Remembering greetings of ‘Jambo,’ big smiles and real joy in Kenya
The road from the Mombasa airport became a symbol of the poverty and hardships of all the people we encountered. The narrow strip of choppy blacktop wove through neighborhoods of tiny houses and lean-tos. I counted two stop signs and no traffic lights in our 40-minute drive to our hotel.
Despite the hardships that many face, the Kenyans are warm, genuine people who show their love to those around them. They greet you with “Jambo” (the Swahili word for “hello”) and big smiles.
The church members we encountered had little but shared what they had freely. They welcomed us into their homes and churches. A sense of joy seemed always present.
The churches in Mombasa are growing, and new churches are being planted regularly. That growth is the result of the great faith and capabilities of many people. The Mombasa Educational Institute enhances the Bible knowledge and leadership skills of men and women devoted to serving the kingdom by sharing the gospel.
We met with Mustafa Masudi, headmaster of Kimbilio Christian Academy, a school operated by the Changamwe church. We shared with him what we would be teaching at the school. Mustafa is a soft-spoken, highly competent administrator whose faith and Bible knowledge are impressive. He was thoughtful and cooperative as we talked about the work we were planning. He was knowledgeable about educational standards and the importance of effective and faithful teachers.
As we have reflected on the work of Kimbilio, we are convinced that the academy is a great service to the community because of Mustafa’s leadership.
Ken and I met with six church leadership groups, taught English classes for seventh and eighth graders at Kimbilio and taught leadership classes for about seven hours.
Pat and Joyce went to four classes with women of different churches, taught two groups of elementary children at Kimbilio and conducted a workshop on teaching children. Joyce taught large groups of children five times.

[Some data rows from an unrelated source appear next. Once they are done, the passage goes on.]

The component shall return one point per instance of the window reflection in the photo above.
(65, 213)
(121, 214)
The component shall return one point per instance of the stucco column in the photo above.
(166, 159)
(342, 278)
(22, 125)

Joyce came home concerned that the Kenyan churches had so little material for children. Our last day in Mombasa, she taught 60 children for two hours. She described the children as “amazing learners.” They loved the stories of Moses and Elijah.
We will always remember their big eyes, their bigger smiles, and their desire to touch the white visitors.I regret deeply waiting so late in life to see Africa, and we saw only one city in one of the 53 nations.
But we have come home changed. Each time I buy cup of coffee, I think about how the money I spent on it would feed Moses’ family for three days. Our materialism has been challenged by encounters with people in the humblest of circumstances.
We will never forget the joyous look on the faces of children and church members in Mombasa, Kenya.